Towards a Systematics for Protein Subcellular Location:
Computer Vision and Automated Learning
(2:00-2:30)
Bob Murphy

Determination of the functions of all expressed proteins represents one of the major upcoming challenges in computational molecular biology. Since subcellular location plays a crucial role in protein function, the availability of systems that can predict location from sequence or high-throughput systems that determine location experimentally will be essential to the full characterization of expressed proteins. The development of prediction systems is currently hindered by an absence of training data that adequately captures the complexity of protein localization patterns. What is needed is a systematics for the subcellular locations of proteins. Our group is working on the quantitative description of protein localization patterns using numerical features and the use of these features to develop classifiers that can recognize all major subcellular structures in fluorescence microscope images. Such classifiers provide a valuable tool for experiments aimed at determining the subcellular distributions of all expressed proteins. A key conclusion is that, at least in certain cases, these automated approaches are better able to distinguish similar protein localization patterns than human observers. We are also working on systems for inferring protein location from on-line sources (such as full-text journals) that may disagree or be subject to error.

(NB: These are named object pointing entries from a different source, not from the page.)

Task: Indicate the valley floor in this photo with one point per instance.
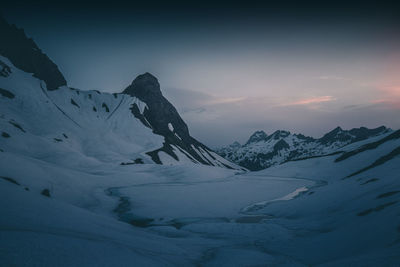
(146, 215)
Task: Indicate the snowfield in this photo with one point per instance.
(77, 188)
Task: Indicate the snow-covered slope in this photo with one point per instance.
(262, 151)
(318, 211)
(71, 126)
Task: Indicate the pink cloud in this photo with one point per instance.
(389, 96)
(312, 100)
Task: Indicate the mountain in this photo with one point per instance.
(262, 151)
(77, 178)
(27, 56)
(42, 116)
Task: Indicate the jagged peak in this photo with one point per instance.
(280, 134)
(257, 136)
(144, 86)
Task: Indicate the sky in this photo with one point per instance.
(302, 66)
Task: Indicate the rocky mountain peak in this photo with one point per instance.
(257, 137)
(280, 134)
(144, 87)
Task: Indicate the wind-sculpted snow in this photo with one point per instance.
(79, 187)
(299, 213)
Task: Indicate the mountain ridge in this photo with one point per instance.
(263, 151)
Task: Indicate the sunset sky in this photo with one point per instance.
(232, 70)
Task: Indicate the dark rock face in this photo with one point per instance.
(26, 55)
(160, 115)
(160, 111)
(262, 151)
(353, 135)
(257, 137)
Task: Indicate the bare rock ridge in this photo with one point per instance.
(27, 56)
(165, 120)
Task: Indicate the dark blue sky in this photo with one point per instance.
(304, 66)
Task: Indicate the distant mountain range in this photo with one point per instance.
(262, 150)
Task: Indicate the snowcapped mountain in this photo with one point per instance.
(73, 191)
(42, 117)
(262, 151)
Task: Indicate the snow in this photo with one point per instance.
(101, 213)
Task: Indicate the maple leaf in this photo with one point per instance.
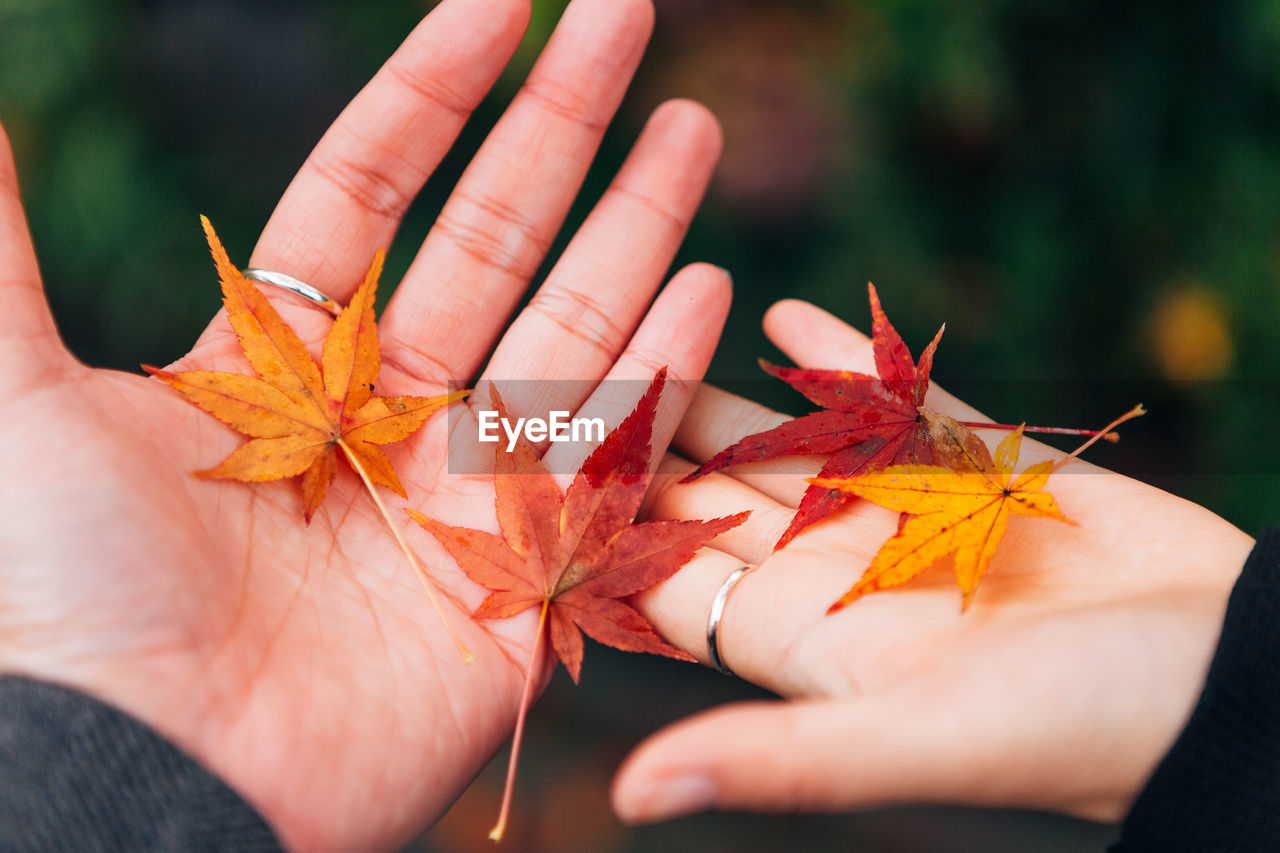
(961, 510)
(296, 413)
(867, 423)
(576, 555)
(959, 507)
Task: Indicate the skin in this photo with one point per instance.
(1070, 676)
(305, 665)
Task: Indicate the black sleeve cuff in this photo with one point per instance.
(80, 775)
(1219, 788)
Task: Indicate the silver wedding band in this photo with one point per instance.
(717, 614)
(289, 283)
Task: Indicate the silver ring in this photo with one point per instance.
(289, 283)
(713, 621)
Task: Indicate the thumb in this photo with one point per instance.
(784, 756)
(28, 340)
(836, 755)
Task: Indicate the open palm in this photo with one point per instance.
(304, 664)
(1061, 688)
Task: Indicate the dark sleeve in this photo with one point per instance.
(80, 775)
(1219, 788)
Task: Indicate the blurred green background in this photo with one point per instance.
(1088, 194)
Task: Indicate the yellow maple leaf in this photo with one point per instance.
(296, 413)
(952, 512)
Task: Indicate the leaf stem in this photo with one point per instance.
(1106, 434)
(1129, 415)
(428, 585)
(525, 698)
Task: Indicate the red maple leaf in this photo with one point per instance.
(576, 555)
(865, 423)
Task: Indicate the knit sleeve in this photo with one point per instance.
(1219, 787)
(77, 774)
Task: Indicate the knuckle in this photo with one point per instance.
(369, 186)
(493, 233)
(562, 101)
(580, 316)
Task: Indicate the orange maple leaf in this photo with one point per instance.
(961, 512)
(296, 413)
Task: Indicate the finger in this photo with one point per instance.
(679, 333)
(775, 630)
(714, 496)
(717, 419)
(816, 338)
(30, 347)
(808, 756)
(584, 314)
(935, 733)
(348, 197)
(506, 210)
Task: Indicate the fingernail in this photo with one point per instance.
(675, 797)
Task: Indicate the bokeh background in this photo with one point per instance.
(1088, 194)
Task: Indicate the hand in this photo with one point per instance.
(305, 665)
(1070, 676)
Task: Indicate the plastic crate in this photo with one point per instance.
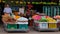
(11, 26)
(23, 26)
(43, 25)
(52, 25)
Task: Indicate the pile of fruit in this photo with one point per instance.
(57, 17)
(51, 20)
(44, 19)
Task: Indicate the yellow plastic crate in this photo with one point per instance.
(52, 25)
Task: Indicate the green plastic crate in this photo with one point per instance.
(11, 26)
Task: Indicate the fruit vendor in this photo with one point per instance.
(7, 9)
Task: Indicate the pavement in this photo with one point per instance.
(30, 32)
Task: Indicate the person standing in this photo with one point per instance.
(7, 9)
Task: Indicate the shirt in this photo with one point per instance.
(21, 10)
(7, 10)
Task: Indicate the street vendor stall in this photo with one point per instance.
(15, 23)
(45, 23)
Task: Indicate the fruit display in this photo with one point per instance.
(43, 19)
(57, 17)
(51, 20)
(36, 17)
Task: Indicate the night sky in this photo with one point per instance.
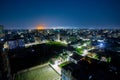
(52, 13)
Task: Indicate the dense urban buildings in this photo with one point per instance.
(70, 54)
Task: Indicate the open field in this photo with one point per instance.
(42, 73)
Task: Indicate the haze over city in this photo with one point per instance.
(17, 14)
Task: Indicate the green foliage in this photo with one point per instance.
(55, 43)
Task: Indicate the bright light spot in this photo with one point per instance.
(40, 27)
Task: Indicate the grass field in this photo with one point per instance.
(42, 73)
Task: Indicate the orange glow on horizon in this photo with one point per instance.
(40, 27)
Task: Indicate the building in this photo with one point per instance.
(16, 43)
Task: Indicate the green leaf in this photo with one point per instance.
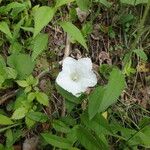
(113, 90)
(22, 83)
(42, 17)
(57, 141)
(60, 3)
(134, 2)
(37, 116)
(83, 4)
(140, 53)
(5, 29)
(11, 73)
(22, 63)
(29, 122)
(90, 142)
(39, 44)
(4, 120)
(105, 3)
(19, 113)
(98, 124)
(60, 126)
(68, 96)
(31, 96)
(95, 100)
(42, 98)
(74, 32)
(13, 5)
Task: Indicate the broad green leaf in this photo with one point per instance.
(60, 3)
(105, 3)
(37, 116)
(42, 17)
(83, 4)
(95, 100)
(11, 73)
(2, 61)
(57, 141)
(19, 113)
(31, 96)
(74, 32)
(4, 120)
(113, 90)
(39, 44)
(68, 96)
(98, 124)
(42, 98)
(22, 83)
(22, 63)
(134, 2)
(2, 147)
(5, 29)
(29, 122)
(140, 53)
(90, 142)
(60, 126)
(7, 8)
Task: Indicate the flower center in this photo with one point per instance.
(75, 76)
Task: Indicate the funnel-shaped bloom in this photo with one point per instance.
(76, 75)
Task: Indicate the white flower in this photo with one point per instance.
(76, 75)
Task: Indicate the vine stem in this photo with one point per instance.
(141, 26)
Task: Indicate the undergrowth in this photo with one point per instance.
(35, 38)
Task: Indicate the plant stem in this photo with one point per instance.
(141, 26)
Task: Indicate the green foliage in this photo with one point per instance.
(102, 97)
(42, 98)
(133, 2)
(19, 113)
(60, 3)
(140, 53)
(5, 29)
(37, 116)
(83, 5)
(38, 45)
(57, 141)
(30, 100)
(95, 100)
(114, 88)
(74, 32)
(22, 63)
(4, 120)
(88, 140)
(42, 16)
(105, 3)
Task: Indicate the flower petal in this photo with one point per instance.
(90, 80)
(69, 85)
(85, 63)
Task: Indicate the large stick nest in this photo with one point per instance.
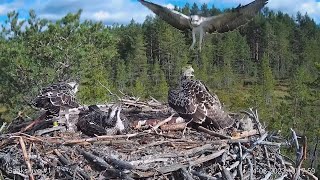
(154, 150)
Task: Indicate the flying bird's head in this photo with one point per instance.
(188, 71)
(74, 86)
(195, 20)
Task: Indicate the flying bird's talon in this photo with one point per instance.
(193, 102)
(221, 23)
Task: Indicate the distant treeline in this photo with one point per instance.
(272, 63)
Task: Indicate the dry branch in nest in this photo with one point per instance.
(154, 148)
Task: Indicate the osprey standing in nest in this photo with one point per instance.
(57, 99)
(97, 122)
(193, 102)
(221, 23)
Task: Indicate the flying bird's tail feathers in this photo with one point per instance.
(251, 8)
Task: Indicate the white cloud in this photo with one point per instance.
(312, 7)
(122, 11)
(170, 6)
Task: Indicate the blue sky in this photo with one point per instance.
(122, 11)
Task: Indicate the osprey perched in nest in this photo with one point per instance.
(98, 122)
(193, 102)
(221, 23)
(57, 99)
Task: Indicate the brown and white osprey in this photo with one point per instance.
(221, 23)
(58, 98)
(193, 102)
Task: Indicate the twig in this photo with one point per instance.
(267, 176)
(251, 168)
(99, 138)
(212, 133)
(48, 130)
(162, 123)
(202, 176)
(109, 90)
(4, 124)
(173, 127)
(240, 165)
(226, 174)
(26, 157)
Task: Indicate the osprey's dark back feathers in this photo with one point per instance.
(193, 101)
(237, 17)
(221, 23)
(55, 96)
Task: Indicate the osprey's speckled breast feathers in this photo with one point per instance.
(221, 23)
(97, 122)
(193, 102)
(55, 96)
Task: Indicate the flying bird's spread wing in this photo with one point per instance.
(174, 18)
(195, 103)
(231, 20)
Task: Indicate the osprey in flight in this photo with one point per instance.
(193, 102)
(221, 23)
(57, 99)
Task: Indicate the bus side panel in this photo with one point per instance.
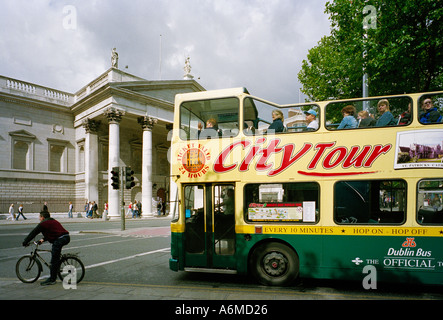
(345, 257)
(396, 259)
(176, 262)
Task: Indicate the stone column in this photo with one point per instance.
(114, 117)
(147, 124)
(91, 159)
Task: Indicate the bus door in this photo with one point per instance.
(210, 225)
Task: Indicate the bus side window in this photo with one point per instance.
(429, 202)
(370, 113)
(368, 202)
(430, 109)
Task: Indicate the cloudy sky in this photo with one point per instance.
(257, 44)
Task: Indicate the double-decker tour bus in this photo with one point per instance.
(316, 190)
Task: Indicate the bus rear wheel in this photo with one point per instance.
(274, 264)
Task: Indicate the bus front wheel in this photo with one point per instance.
(274, 264)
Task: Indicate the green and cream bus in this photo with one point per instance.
(306, 198)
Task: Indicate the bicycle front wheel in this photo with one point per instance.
(73, 268)
(28, 269)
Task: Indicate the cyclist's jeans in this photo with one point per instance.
(56, 252)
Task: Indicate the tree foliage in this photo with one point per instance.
(402, 51)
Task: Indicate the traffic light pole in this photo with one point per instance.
(122, 202)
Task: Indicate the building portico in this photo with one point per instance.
(74, 140)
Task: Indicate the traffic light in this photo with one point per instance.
(115, 177)
(129, 178)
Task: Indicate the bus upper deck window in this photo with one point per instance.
(264, 118)
(368, 113)
(209, 119)
(430, 109)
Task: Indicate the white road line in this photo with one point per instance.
(126, 258)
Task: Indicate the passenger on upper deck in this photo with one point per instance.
(386, 118)
(311, 118)
(349, 120)
(366, 120)
(277, 122)
(211, 130)
(430, 113)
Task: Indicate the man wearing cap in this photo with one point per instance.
(311, 118)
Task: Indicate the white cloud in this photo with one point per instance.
(258, 44)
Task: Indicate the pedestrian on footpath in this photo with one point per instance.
(70, 210)
(20, 212)
(11, 213)
(53, 232)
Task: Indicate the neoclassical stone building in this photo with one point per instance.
(58, 147)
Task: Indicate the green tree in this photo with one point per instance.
(403, 49)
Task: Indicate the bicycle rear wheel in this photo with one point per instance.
(28, 269)
(72, 267)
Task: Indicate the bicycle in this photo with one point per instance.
(29, 267)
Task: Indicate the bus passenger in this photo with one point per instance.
(366, 120)
(430, 113)
(386, 117)
(211, 130)
(405, 117)
(311, 118)
(277, 122)
(349, 120)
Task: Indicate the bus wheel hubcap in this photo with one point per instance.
(275, 264)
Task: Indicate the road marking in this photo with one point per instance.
(126, 258)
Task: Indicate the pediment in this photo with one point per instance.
(22, 134)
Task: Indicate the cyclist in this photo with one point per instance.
(53, 232)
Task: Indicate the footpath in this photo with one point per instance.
(14, 290)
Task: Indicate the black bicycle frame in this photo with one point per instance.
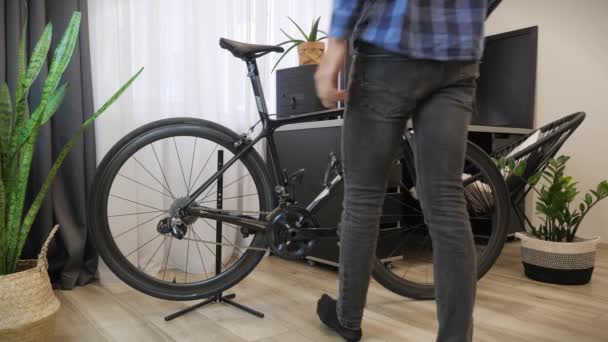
(268, 128)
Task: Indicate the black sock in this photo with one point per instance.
(326, 310)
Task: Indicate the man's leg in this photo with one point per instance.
(373, 126)
(440, 130)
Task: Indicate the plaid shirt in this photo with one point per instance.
(422, 29)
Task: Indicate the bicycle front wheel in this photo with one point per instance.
(404, 262)
(148, 174)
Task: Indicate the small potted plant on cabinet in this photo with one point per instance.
(310, 46)
(551, 251)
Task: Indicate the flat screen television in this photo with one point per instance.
(507, 80)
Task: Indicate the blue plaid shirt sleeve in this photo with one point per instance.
(344, 18)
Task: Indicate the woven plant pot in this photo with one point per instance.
(311, 52)
(28, 304)
(564, 263)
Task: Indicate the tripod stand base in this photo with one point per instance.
(219, 298)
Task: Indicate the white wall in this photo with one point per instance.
(572, 76)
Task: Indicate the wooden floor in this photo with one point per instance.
(509, 308)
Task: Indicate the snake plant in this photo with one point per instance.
(19, 129)
(312, 36)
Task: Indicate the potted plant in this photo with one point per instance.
(551, 250)
(28, 303)
(310, 46)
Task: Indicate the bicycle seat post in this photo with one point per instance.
(258, 92)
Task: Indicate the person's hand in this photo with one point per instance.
(326, 77)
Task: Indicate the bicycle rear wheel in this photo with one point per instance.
(404, 263)
(145, 177)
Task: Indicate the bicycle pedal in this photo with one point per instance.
(296, 177)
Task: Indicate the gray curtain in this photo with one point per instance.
(72, 256)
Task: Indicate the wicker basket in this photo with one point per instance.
(564, 263)
(311, 52)
(27, 303)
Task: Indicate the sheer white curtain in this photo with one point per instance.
(186, 73)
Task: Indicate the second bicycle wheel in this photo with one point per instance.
(150, 173)
(404, 261)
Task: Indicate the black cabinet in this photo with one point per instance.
(308, 145)
(296, 91)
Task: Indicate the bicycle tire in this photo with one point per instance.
(97, 208)
(502, 204)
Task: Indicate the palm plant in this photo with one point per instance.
(556, 193)
(312, 36)
(19, 131)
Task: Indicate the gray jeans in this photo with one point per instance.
(385, 91)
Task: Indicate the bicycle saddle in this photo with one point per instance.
(247, 51)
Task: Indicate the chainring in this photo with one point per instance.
(282, 230)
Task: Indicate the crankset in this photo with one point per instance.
(290, 232)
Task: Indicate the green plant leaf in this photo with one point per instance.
(6, 114)
(602, 189)
(3, 228)
(312, 36)
(33, 211)
(284, 54)
(39, 55)
(61, 58)
(300, 29)
(588, 199)
(288, 36)
(21, 110)
(51, 108)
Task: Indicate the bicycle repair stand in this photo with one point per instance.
(218, 297)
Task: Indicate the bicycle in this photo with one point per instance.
(260, 216)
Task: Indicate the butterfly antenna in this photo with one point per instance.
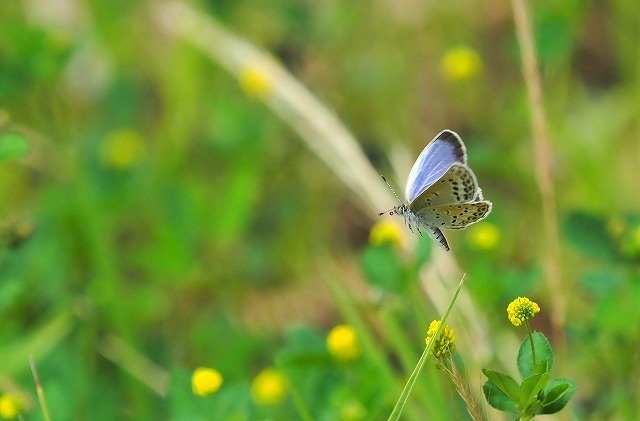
(394, 192)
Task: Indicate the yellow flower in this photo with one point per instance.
(521, 309)
(9, 407)
(256, 80)
(122, 149)
(269, 387)
(385, 232)
(630, 242)
(484, 236)
(205, 381)
(445, 344)
(342, 343)
(461, 63)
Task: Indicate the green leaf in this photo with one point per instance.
(588, 233)
(543, 353)
(505, 383)
(498, 399)
(382, 268)
(530, 388)
(557, 395)
(541, 368)
(12, 145)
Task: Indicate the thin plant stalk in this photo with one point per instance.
(533, 348)
(404, 396)
(40, 390)
(543, 166)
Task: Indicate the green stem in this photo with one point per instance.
(404, 396)
(40, 391)
(533, 348)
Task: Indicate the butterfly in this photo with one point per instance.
(442, 190)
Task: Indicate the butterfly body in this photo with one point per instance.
(442, 190)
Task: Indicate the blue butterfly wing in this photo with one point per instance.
(434, 161)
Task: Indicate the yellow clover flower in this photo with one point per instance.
(460, 63)
(385, 232)
(342, 343)
(269, 387)
(445, 343)
(9, 407)
(256, 80)
(484, 236)
(630, 243)
(206, 381)
(123, 149)
(521, 309)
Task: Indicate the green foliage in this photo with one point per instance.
(12, 145)
(535, 395)
(145, 196)
(544, 355)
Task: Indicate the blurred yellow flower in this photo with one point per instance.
(445, 343)
(385, 232)
(9, 407)
(521, 309)
(460, 63)
(255, 80)
(205, 381)
(269, 387)
(342, 343)
(122, 149)
(483, 236)
(630, 242)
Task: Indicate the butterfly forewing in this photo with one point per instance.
(457, 185)
(434, 161)
(454, 216)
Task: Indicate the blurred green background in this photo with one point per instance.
(157, 216)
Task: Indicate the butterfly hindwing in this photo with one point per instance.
(457, 185)
(434, 161)
(454, 216)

Computational Analysis of Vertebrate Genome Evolution (2:30-3:00)
Dannie Durand

Yeast, a simple, single celled organism, has roughly 6000 genes while humans have 50,000 - 100,000 genes. Yeast can make bread rise. Human beings have invented the atom bomb and painted the Mona Lisa. How did this order-of-magnitude increase in gene number arise and how did it lead to the functional complexity we see in modern vertebrates? Massive gene duplication, ranging from chromosomal segments to the entire genome, is believed to have played a crucial role in early vertebrate evolution. In the past, these processes have been poorly understood, but it is now possible to study these questions due to the recent availability of huge genomic data sets. In this talk, I will describe a computational approach to studying vertebrate genome evolution by exploiting the growing availability of diverse biological data via the World Wide Web, with an emphasis on the computer science research questions that arise in this work.